Homeowners are clinching rock-bottom rates, too, and are saving tens of thousands of dollars by refinancing.
Average mortgage rates skid to new record low
Mortgage rates dropped to an average 3.15% for a 30-year fixed-rate home loan in the week ending May 28, down from the previous week's 3.24%, Freddie Mac reported on Thursday.
"The 30-year fixed-rate mortgage has again hit the lowest level in our survey’s nearly 50-year history, breaking the record for the third time in just the last few months," says Sam Khater, Freddie Mac's chief economist.
The survey rates come with an average 0.7 point. Last year at this time, the typical rate on a 30-year fixed mortgage was a steeper 3.99%.
The benchmark mortgage rate hasn't gone any higher than 3.33%, on average, since the beginning of April, and Freddie Mac predicts rates will stay low throughout the year. The firm is forecasting that 30-year mortgage rates will average 3.3% during 2020, way down from last year's 3.9%.
But researchers at Realtor.com have predicted that average rates "may slide under 3% by the end of the year," and some sub-3% rates are already out there. You just have to know where to find them.
Brand-new research from LendingTree has found different lenders can offer the same borrower rates that vary by 1 full percentage point or more, but if you shop around you can reduce your total interest costs by up to $52,000.
Homebuying is on the rebound
Tumbling mortgage rates are drawing out hunkered-down homebuyers: Khater says demand for mortgages to buy homes has made a "remarkable turnaround given the sharp contraction in economic activity."
The Mortgage Bankers Association reported Wednesday that applications for purchase loans jumped 9% in the week ending May 22 and have grown 54% since early April.
As low rates heat up the housing market, multiple offers and escalation clauses are starting to occur again, says Corey Burr, senior vice president with Sotheby's International Realty in Chevy Chase, Maryland. A buyer who submits an offer with an escalation clause expresses a willingness to go higher if someone else offers more.
Real estate brokerage Redfin reports its agents were drawn into bidding wars with 41% of the offers they wrote during a recent four-week period. One Redfin agent in the Seattle area said a suburban home that hadn't been updated since the 1960s drew 24 offers.
Meanwhile, homeowners are refinancing into cheap mortgage rates to chop down their monthly payments and interest costs.

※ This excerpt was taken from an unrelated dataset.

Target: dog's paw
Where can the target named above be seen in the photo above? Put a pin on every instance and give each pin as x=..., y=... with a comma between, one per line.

With so many Americans swapping out their mortgages, Khater notes that the average refi loan size has fallen by $70,000 this year.
"This means a broader base of borrowers are taking advantage of the record low rate environment, which will benefit the economy," he says.
Other mortgage rates this week
Rates on other popular types of mortgage loans also have dipped, according to Freddie Mac.
The average for a 15-year fixed-rate mortgage has dropped to 2.62%, from 2.70% the previous week, the survey says. Fifteen-year loans are a popular refinance option and were averaging 3.46% one year ago.
Rates on 5/1 adjustable-rate mortgages are down, too. Those loans are commonly known as "ARMs" and have rates that are fixed for five years and then can adjust up or down every year.
ARMs are currently being offered at an initial rate of 3.13%; the average a week earlier was 3.17%.
At this time last year, the starter rates on those mortgages were averaging 3.60%.